From:Da Rock (free@herveybayaustralia.com.au)
Date:Feb 17, 2012 4:54:43 pm
List:org.freebsd.freebsd-questions

On 02/18/12 10:40, Chuck Swiger wrote:

On Feb 17, 2012, at 4:11 PM, Devin Teske wrote:

However, for whatever reasons, the overwhelming majority of folks using MacOS X don't have problems using a single root partition, and while they sometimes do fill up their disks, that's a situation which they should be able to recover
from without needing expert assistance. I don't recall having unusual issues in
running a partition out of space under FreeBSD, either, or difficulty fixing things afterwards--

Recipe for disaster:

1. You have a cron-job that pulls down /etc/master.passwd daily 2. Your cron-job also runs pwd_mkdb after "SUP"ing down /etc/master.passwd

Yes, I agree that this is a recipe for disaster; the reasons not very correlated
to disk space, however.

Even twenty years ago, handling this via YP/NIS or NetInfo would have made more
sense, and nowadays folks would be far more likely to use LDAP as the network
user database, instead of pushing system password database changes via SUP or
similar replication mechanism locally to individual hosts.

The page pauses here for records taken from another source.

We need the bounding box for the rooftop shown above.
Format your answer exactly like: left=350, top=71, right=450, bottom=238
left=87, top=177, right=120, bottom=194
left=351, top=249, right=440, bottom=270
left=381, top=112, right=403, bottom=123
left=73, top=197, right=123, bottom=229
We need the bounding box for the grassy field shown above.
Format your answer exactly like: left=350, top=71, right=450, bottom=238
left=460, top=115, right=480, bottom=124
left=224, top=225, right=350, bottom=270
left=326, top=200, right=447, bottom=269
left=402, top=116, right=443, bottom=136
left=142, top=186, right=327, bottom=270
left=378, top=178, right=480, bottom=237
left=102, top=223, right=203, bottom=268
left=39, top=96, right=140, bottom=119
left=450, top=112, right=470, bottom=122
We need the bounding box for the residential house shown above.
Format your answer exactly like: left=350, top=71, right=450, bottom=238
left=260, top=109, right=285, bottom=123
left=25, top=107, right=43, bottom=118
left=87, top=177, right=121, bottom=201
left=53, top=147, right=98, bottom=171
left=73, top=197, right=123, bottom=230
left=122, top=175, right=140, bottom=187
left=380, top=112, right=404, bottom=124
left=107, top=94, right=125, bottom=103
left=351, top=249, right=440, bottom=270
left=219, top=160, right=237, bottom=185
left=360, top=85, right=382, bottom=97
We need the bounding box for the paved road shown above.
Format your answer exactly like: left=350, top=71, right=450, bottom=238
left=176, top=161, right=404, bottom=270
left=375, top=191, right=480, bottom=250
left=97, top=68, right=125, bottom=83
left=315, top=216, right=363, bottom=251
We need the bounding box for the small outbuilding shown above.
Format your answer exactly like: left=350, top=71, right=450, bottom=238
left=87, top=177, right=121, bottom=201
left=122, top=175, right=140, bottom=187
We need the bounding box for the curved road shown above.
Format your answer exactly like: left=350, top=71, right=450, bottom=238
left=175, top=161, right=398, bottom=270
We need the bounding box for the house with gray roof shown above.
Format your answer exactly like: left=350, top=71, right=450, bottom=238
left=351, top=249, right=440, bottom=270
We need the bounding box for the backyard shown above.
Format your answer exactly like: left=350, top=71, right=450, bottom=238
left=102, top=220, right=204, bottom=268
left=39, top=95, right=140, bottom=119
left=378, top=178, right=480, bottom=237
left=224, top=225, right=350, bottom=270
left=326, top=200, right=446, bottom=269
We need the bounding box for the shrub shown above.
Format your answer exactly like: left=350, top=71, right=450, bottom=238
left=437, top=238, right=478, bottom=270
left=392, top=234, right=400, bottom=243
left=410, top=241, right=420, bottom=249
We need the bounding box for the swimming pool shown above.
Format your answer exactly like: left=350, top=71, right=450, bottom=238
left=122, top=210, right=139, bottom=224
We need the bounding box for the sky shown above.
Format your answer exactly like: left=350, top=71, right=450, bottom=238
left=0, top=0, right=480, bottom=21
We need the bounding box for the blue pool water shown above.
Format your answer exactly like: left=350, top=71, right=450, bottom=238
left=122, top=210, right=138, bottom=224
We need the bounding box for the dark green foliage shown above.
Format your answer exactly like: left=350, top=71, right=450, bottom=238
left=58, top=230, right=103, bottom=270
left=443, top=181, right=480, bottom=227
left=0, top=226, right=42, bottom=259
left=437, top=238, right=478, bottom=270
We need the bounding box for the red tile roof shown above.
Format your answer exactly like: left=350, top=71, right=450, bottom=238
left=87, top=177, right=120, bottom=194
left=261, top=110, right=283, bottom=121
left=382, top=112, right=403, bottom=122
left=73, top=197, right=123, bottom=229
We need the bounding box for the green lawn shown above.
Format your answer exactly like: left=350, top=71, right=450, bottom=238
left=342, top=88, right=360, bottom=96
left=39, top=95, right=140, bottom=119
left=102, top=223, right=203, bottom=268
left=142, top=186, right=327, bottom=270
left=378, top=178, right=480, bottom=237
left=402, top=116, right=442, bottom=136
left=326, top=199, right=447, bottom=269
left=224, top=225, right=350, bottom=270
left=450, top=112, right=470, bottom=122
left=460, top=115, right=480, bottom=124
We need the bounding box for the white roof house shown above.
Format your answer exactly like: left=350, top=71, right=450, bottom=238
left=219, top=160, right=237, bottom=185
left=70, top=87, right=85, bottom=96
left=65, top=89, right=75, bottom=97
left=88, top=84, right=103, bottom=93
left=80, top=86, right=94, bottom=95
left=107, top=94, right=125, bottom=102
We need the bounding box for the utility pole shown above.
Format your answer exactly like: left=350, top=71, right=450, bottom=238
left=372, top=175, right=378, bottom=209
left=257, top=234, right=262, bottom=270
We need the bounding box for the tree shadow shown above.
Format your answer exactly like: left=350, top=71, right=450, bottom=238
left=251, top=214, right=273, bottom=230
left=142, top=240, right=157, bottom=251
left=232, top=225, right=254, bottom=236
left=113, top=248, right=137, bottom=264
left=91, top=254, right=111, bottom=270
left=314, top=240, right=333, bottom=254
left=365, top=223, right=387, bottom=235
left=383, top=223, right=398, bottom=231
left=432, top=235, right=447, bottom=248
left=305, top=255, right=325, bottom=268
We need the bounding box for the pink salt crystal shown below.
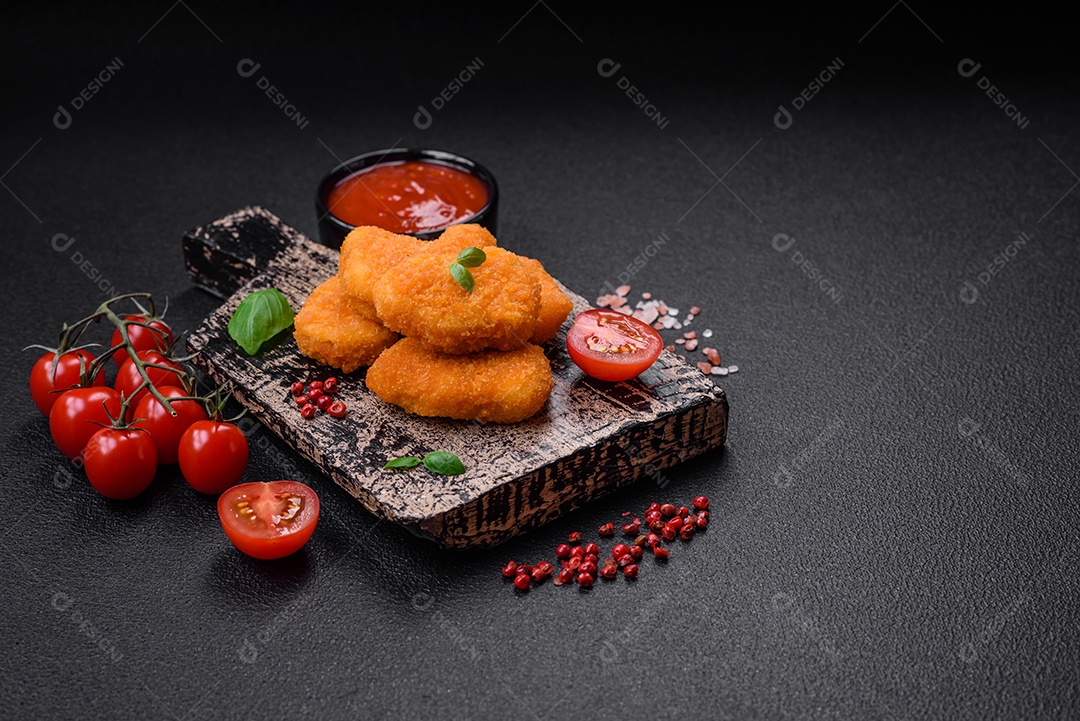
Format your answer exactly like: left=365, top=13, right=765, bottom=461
left=642, top=307, right=660, bottom=323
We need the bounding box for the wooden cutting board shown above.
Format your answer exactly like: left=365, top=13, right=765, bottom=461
left=184, top=206, right=728, bottom=548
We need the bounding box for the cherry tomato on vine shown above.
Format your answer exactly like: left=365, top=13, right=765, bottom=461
left=179, top=421, right=247, bottom=495
left=217, top=480, right=319, bottom=560
left=83, top=427, right=158, bottom=501
left=111, top=315, right=173, bottom=366
left=112, top=351, right=184, bottom=408
left=49, top=386, right=120, bottom=458
left=30, top=351, right=105, bottom=418
left=566, top=309, right=664, bottom=381
left=132, top=385, right=210, bottom=465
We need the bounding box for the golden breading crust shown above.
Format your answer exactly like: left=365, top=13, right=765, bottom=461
left=367, top=338, right=554, bottom=423
left=338, top=226, right=427, bottom=310
left=432, top=222, right=498, bottom=253
left=518, top=256, right=573, bottom=343
left=293, top=275, right=397, bottom=373
left=374, top=243, right=540, bottom=353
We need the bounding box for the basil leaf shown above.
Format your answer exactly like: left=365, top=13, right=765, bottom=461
left=229, top=288, right=294, bottom=355
left=455, top=248, right=487, bottom=268
left=382, top=455, right=420, bottom=468
left=450, top=262, right=476, bottom=293
left=423, top=451, right=465, bottom=476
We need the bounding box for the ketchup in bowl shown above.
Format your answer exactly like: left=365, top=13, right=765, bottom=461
left=326, top=160, right=488, bottom=233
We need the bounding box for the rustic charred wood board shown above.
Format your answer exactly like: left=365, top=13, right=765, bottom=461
left=184, top=206, right=728, bottom=548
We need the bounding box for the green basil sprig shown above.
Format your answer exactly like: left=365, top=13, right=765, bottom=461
left=382, top=451, right=465, bottom=476
left=447, top=247, right=487, bottom=293
left=229, top=288, right=295, bottom=355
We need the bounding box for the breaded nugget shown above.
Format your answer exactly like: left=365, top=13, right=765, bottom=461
left=432, top=222, right=498, bottom=253
left=293, top=275, right=397, bottom=373
left=367, top=338, right=554, bottom=423
left=374, top=243, right=540, bottom=353
left=517, top=256, right=573, bottom=343
left=338, top=226, right=427, bottom=317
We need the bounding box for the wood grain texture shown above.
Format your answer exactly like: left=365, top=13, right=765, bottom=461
left=188, top=208, right=728, bottom=548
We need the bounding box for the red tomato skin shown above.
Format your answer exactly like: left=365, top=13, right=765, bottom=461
left=566, top=309, right=664, bottom=381
left=30, top=351, right=105, bottom=418
left=112, top=351, right=184, bottom=408
left=110, top=315, right=173, bottom=366
left=83, top=428, right=158, bottom=501
left=178, top=421, right=248, bottom=495
left=129, top=385, right=210, bottom=465
left=49, top=386, right=120, bottom=458
left=217, top=480, right=319, bottom=560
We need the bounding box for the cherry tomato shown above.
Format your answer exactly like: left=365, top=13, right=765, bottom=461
left=83, top=428, right=158, bottom=501
left=112, top=351, right=184, bottom=408
left=132, top=385, right=210, bottom=465
left=217, top=480, right=319, bottom=560
left=179, top=421, right=247, bottom=495
left=566, top=309, right=664, bottom=381
left=30, top=351, right=105, bottom=418
left=111, top=315, right=173, bottom=366
left=49, top=386, right=120, bottom=458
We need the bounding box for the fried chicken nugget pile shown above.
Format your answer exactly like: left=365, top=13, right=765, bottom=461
left=367, top=338, right=554, bottom=423
left=293, top=275, right=397, bottom=373
left=338, top=226, right=423, bottom=318
left=375, top=241, right=540, bottom=353
left=295, top=225, right=572, bottom=423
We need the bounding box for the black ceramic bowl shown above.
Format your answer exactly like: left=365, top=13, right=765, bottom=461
left=315, top=148, right=499, bottom=248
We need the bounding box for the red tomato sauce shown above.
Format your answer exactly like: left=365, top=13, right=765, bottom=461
left=326, top=161, right=488, bottom=233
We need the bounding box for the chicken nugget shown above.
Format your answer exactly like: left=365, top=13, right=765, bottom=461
left=338, top=226, right=427, bottom=317
left=374, top=242, right=540, bottom=353
left=367, top=338, right=554, bottom=423
left=432, top=222, right=498, bottom=251
left=518, top=256, right=573, bottom=343
left=293, top=275, right=397, bottom=373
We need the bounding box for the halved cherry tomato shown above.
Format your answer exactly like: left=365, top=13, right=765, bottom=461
left=566, top=309, right=664, bottom=381
left=49, top=386, right=120, bottom=458
left=83, top=428, right=158, bottom=501
left=129, top=385, right=210, bottom=465
left=111, top=315, right=173, bottom=366
left=179, top=421, right=247, bottom=494
left=112, top=351, right=184, bottom=408
left=217, top=480, right=319, bottom=560
left=30, top=351, right=105, bottom=418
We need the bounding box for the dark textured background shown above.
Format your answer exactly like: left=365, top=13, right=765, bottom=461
left=0, top=0, right=1080, bottom=721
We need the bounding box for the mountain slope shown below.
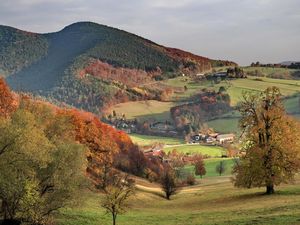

3. A program fills "/" 4. cron fires 5. pwd_mkdb can't generate databases because not enough room on filesystem 6. System can no longer be logged into

#5 does not imply #6: if pwd_mkdb can't build a temporary version to
/etc/pwd.db.tmp& /etc/spwd.db.tmp, it will exit with an error rather than
invoke rename(2) to replace the working version of the password database with
something that might be broken.

To be very specific, I would expect one to get:

"/: write failed, filesystem is full pwd_mkdb: /etc/pwd.db to /etc/pwd.db.tmp: No space left on device"

7. System is rebooted 8. Can't log in (not even as root) 9. Go into single-user mode 10. No space to work in

Sure... you can call it an "edge-case," but it's pretty common and this is only one of a myriad of ways we can reproduce the problem of filling-up "/" to cause major headaches.

I've never heard of such a thing happening to a real FreeBSD system in the past
decade or more. The closest match to the issue results in a failure of
adduser(8) or pw(8) to add new users, but existing users continued to work fine.

These are edge cases that _do_ happen - Linux (heaven forbid!) is reknown for the all /, and I've been unable to boot properly into it with a full disk. I had to use a live disk to rescue it which took hours thanks to the $%^&! lvm filesystem.

Its just so easy to run a multi partition as opposed to an all /. And how much does it cost/hurt to do it (especially given the inordinately large hdd's these days)? Next to nix (pardon the pun :) ). The reduction in problems for new users should be an incentive as well.

As for how quickly a disk can fill - I'm an expert :) I can fill a terabyte disk in a matter of hours with video and not notice. The transfers can be tricky to coordinate seeing as the disk fills faster than I can move the large files to another filesystem.

And I haven't even mentioned some of the games that I'm sure a novice desktop user will use...

You don't have to necessarily 'hose' the system to render it unusable. Just have some obscure program or service that requires something like a temp file or the like to stop it from working, and make it difficult to find whats wrong.